I struggled to find a suitable allegory for this in a story based in the real world, but a fantasy world? Or more specifically a dark fantasy world? That was a whole other kettle of the swimming things...

And so Marishka was born, a young and vulnerable woman, outcast in her society, not as a result of any illness or sexual proclivity, but the very magic running through her blood. Magic that, if left unchecked, has the power to drive her insane. The so-called 'black dog' of depression was almost immediately embodied by an extremely large (and suitably ebony) wolf, while the fractured nature of reality, the disturbing presence within your own mind of thoughts and fears and feelings that do not belong to you, were embodied by the geiste. Spirits, but not the spirits of the dead. The spirits of the living. The spirits of those who share Marishka's world but keep her at bay, never quite letting her in, never quite accepting her. By day the geiste force her to hear every thought and feeling of those near her, and by night she is plagued by their smokey, insubstantial forms.

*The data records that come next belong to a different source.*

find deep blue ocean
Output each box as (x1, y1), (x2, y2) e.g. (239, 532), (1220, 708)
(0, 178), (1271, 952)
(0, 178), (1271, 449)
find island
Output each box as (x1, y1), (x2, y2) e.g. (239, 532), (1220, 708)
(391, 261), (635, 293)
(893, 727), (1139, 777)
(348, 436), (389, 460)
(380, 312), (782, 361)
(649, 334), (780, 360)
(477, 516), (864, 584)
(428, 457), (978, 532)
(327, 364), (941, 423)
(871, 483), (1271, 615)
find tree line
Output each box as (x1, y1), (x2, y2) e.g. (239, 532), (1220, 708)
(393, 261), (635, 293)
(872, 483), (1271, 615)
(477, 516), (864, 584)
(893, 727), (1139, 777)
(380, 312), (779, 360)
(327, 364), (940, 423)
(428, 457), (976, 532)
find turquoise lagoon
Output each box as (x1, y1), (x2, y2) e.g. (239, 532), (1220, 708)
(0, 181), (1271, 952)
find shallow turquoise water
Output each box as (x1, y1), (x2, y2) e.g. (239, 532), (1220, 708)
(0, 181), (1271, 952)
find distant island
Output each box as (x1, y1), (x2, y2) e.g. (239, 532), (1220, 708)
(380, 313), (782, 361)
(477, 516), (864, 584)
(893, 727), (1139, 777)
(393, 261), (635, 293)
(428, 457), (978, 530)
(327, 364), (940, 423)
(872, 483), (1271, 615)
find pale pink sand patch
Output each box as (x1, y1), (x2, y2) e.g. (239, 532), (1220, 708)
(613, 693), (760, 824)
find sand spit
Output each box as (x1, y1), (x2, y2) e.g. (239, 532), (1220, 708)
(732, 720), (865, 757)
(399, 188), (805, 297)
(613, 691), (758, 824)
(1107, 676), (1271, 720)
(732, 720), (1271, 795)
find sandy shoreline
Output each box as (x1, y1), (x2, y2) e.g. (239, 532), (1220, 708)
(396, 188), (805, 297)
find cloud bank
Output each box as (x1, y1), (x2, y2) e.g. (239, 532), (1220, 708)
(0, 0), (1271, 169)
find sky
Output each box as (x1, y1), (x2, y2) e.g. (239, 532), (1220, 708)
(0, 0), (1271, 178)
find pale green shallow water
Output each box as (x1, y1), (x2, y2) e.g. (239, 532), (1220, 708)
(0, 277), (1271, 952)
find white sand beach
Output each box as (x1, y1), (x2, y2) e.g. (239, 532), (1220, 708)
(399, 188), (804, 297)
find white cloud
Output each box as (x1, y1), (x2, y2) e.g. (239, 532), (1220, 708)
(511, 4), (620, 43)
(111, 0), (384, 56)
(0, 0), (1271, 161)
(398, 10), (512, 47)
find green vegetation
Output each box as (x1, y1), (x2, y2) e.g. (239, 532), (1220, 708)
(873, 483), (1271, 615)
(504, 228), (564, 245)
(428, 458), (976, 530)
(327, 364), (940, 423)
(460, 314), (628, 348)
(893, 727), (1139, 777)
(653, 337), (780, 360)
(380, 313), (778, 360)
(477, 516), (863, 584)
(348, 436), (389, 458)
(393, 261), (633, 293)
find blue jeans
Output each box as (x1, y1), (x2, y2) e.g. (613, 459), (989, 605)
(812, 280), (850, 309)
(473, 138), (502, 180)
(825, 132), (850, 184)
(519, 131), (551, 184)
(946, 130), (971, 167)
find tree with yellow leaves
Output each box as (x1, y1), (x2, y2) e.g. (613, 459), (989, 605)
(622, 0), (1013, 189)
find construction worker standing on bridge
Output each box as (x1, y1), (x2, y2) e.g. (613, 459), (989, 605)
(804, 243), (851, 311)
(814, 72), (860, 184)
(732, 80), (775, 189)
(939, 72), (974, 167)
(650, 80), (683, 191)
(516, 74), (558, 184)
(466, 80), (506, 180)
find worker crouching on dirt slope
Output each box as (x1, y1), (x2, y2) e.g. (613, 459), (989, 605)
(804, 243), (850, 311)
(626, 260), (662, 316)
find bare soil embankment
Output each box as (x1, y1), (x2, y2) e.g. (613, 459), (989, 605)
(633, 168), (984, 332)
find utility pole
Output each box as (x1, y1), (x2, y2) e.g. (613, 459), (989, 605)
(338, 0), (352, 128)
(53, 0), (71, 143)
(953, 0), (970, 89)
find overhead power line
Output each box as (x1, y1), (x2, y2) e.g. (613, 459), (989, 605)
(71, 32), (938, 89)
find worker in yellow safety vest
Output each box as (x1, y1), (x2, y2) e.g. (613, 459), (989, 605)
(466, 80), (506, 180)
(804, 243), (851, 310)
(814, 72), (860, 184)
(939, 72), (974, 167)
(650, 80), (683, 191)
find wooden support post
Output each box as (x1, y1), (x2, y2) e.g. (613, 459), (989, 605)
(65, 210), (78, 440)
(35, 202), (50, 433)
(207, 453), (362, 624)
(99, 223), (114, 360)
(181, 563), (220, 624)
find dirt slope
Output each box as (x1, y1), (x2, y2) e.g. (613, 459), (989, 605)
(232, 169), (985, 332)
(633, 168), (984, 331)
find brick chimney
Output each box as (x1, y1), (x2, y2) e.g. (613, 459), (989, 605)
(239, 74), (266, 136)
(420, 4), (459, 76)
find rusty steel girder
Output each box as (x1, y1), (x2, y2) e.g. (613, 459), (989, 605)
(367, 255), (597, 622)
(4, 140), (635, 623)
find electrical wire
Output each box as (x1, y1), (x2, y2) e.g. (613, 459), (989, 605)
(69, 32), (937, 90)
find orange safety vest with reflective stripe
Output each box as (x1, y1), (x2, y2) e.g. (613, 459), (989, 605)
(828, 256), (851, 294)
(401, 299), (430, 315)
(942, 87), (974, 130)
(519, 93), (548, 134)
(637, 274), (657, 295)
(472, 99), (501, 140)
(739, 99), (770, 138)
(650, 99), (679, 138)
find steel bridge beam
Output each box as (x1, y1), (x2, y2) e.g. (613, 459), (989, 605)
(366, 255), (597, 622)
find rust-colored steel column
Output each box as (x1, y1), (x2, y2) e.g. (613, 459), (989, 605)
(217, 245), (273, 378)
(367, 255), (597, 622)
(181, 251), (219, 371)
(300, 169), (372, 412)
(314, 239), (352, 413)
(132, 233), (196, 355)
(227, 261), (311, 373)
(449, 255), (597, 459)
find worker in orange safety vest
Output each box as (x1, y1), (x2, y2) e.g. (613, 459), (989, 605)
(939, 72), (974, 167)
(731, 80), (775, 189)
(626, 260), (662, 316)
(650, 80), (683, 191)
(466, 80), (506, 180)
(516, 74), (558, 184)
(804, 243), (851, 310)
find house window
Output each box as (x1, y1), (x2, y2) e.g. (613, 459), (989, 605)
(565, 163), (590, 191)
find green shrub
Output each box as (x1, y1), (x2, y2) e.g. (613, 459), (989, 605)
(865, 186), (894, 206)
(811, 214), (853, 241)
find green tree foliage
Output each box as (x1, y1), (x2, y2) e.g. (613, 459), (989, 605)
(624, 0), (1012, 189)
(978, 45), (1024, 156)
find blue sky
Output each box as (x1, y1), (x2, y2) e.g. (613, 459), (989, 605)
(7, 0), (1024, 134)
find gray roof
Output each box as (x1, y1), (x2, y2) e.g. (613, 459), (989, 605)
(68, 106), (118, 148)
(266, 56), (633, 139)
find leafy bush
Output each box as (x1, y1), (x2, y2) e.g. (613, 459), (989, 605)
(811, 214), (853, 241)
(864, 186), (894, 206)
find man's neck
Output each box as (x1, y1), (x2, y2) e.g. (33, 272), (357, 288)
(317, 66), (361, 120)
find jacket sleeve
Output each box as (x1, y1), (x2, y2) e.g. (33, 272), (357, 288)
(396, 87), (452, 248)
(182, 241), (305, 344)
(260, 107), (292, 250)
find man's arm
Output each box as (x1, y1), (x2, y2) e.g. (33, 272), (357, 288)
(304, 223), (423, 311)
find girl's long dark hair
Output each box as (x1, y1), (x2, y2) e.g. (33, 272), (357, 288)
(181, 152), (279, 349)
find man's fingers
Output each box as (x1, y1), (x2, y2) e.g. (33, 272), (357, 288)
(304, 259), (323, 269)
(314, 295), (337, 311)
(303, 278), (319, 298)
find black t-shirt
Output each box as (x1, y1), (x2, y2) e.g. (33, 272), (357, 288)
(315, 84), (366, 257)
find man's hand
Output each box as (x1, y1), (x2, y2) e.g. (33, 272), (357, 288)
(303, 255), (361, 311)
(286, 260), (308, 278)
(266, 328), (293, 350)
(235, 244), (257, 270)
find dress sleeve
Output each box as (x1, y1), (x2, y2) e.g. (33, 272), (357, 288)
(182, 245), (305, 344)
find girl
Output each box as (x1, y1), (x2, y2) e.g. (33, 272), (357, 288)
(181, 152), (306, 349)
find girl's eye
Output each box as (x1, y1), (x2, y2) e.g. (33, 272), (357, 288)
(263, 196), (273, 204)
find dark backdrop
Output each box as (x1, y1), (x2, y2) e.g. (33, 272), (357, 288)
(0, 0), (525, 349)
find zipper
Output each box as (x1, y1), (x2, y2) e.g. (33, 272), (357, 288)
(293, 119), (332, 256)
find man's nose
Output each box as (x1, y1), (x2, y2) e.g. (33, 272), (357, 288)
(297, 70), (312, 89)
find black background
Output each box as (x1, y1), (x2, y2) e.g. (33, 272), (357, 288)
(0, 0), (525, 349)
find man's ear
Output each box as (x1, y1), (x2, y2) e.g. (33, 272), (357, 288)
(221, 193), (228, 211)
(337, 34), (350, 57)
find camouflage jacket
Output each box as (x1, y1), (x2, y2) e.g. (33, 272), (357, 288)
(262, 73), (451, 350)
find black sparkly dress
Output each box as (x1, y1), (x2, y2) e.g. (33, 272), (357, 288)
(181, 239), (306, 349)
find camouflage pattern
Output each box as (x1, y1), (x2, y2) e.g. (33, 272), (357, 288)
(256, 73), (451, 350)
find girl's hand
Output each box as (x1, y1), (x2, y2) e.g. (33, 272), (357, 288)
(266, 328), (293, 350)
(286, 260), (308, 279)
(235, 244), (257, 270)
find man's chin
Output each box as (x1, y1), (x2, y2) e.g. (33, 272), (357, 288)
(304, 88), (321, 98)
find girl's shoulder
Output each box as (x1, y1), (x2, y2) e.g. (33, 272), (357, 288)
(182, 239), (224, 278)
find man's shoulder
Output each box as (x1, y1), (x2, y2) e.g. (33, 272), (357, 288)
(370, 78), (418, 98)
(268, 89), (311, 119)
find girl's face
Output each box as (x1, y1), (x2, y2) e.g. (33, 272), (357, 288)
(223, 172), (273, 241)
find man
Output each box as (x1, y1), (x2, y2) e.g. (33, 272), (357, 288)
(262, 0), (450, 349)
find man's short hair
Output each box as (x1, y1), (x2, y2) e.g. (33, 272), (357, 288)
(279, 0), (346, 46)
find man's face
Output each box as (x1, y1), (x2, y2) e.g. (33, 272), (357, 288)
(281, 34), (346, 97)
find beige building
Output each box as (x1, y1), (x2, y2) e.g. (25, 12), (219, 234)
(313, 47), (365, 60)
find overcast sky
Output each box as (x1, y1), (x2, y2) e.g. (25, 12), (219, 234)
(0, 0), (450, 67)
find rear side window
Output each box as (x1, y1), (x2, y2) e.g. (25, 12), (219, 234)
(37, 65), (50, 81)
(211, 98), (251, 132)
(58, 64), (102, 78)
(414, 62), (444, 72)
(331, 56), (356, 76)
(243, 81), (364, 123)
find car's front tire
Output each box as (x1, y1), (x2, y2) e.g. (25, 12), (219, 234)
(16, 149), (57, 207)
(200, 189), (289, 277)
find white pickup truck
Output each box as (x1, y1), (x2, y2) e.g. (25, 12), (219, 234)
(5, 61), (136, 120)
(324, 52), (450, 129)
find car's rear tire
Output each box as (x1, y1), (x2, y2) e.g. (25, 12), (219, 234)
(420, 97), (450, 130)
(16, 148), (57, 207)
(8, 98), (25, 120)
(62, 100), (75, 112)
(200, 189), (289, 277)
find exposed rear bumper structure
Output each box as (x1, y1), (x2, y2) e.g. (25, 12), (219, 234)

The geiste are entities with the power to break her will, and the ability to drive her mad.

And yet her magic, her wolf, her 'black dog', proves to be her salvation.

The very thing that causes them to abhor her is the one thing they desperately need. It is also the one thing she must accept if she is to retain her sanity, and truly accept her own identity.

This book is dark, there is no getting around that. It had to be, for it deals with the darkest elements of human nature. Through the magical nature of fantasy, however, I was able to do this without writing a depressing treatise on mental health, rape, and gay rights.

I am grateful for this.

Not because I find these subjects to be unimportant, but because I believe them to be of the upmost importance, and am fully aware that people absorb and retain information far better if they are entertained in the telling.

Allegories are powerful tools, ones I often use in fiction to explore the finer aspects of more disturbing topics. Despite being an under-valued genre, Dark Fantasy is in many ways the best genre to write in when doing this, for it not only allows for the exploration of darker subjects, it allows allegories of a far more fantastical nature.

When you are dealing with a subject as incomprehensible and difficult as mental health, there is sometimes no way to satisfactorily explain the experience of having a mental illness without relating it to magic and the mythical, because conditions like schizophrenia and bipolar disorder are so far outside the normal experiences of most people there are no every day comparisons that would do it justice. Equally, for those who have never been forced to battle their own sexual identity and live with the prejudices of others, and the pressure to conform, it can be difficult to fully grasp how horrifying the experience is. It simply doesn't compare to anything in their reality.

Dark Fantasy may not be everyone's cup of tea, but it often contains the stories most vital to human understanding and compassion.